Bei der Belegschaft in den Elbe Kliniken sorgt die Übernahme der Trägerschaft durch den Landkreis Stade für Aufatmen, denn besonders der Standort Stade gilt als sehr attraktiv für kommerzielle Klinikbetreiber, da es sich um einen fast kompletten Maximalversorger handelt. Ein Verkauf an einen Klinikkonzern wie Asklepios oder Helios hätte für die kommunale Hand einen – wenigstens einmaligen – Geldsegen bedeutet. „Es ist ein sehr gutes Signal vom Landkreis, dass man sich trotz schwieriger Rahmenbedingungen dieser Verantwortung stellt“, sagt Kai Holm, Gesamtbetriebsratsvorsitzender der Elbe Kliniken Stade-Buxtehude. Der Betriebsrat freue sich über dieses klare Bekenntnis zu den Elbe Kliniken, hege aber keine großen Erwartungen etwa hinsichtlich der geforderten Tarifentlohnung für bestimmte Berufsgruppen.

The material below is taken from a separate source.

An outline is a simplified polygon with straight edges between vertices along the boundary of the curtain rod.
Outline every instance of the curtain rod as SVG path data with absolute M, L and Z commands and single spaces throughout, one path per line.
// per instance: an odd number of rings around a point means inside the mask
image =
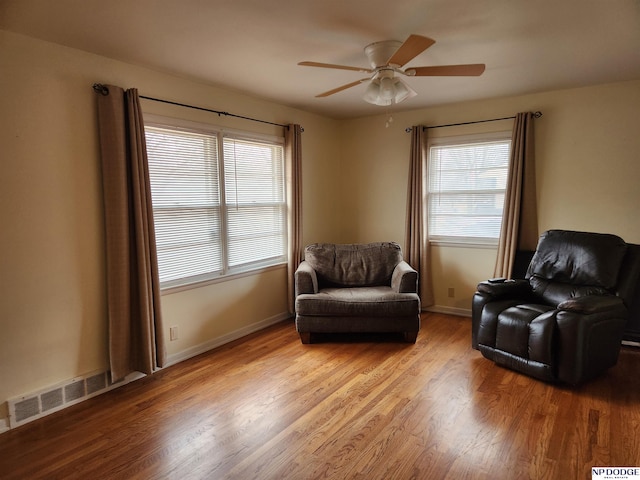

„Bei der Pflegevergütung sind wir inzwischen konkurrenzfähig, teilweise zahlen wir besser als Hamburger Betriebe. Auch die Mediziner waren nie ein Problem. Aber beim Personal in Küche, Labor, Reinigung, Transport und bei den Physiotherapeuten ist noch Luft nach oben, um dort ebenfalls konkurrenzfähig zu werden“, so Holm. „Daran arbeiten wir.“
„Ich brauche das wirklich nicht, was in Hamburg passiert“
Dennoch sei er froh, dass die medizinische Versorgung in den Kliniken des Landkreises Stade in kommunaler Hand bleibt: „Ich brauche das wirklich nicht, was bei den kommerziellen Klinikkonzernen in Hamburg passiert“, so Holm. In den Jahren 2010 bis 2016 habe Stade und insbesondere Buxtehude viele Pflegekräfte an Hamburg verloren. „Jetzt stellen wir vermehrt fest, dass die Leute wieder zurückkommen.“
Auch Sönke Hartlef, Bürgermeister der Hansestadt Stade, ist erleichtert: „Für uns war immer erklärtes Ziel und Bedingung, dass die Kliniken in kommunaler Hand bleiben. Das ist sichergestellt. Außerdem bin ich fest davon überzeugt, dass die Elbe Kliniken mit den geplanten Investitionen eine gute Zukunft haben“, sagt Hartlef. Die Elbe Kliniken mit den Standorten in Stade und Buxtehude und einem Umsatzvolumen von einer knappen Viertelmilliarde Euro sind der größte Arbeitgeber im Landkreis – noch vor Airbus. Rund 3000 Beschäftigte versorgen jedes Jahr mehr als 45.000 stationäre und über 85.000 ambulante Patienten. Im Jahr werden rund 20.000 Operationen durchgeführt. Mit 400 Schul- und Ausbildungsplätzen sind die Elbe Kliniken zudem einer der größten Ausbildungsbetriebe der Region.
Mit der Übernahme ist nun auch der Bestand des Krankenhauses in Buxtehude längerfristig gesichert. Das Elbe Klinikum Buxtehude ist für etwa 40.000 Menschen in der Hansestadt und im wachsenden Umland zuständig und muss sich außer mit der Schwester-Klinik in Stade vor allem auch mit starker Konkurrenz in Harburg und Buchholz messen. Das Buxtehuder Krankenhaus wurde in den vergangenen zehn Jahren für fast 50 Millionen Euro umfangreich modernisiert.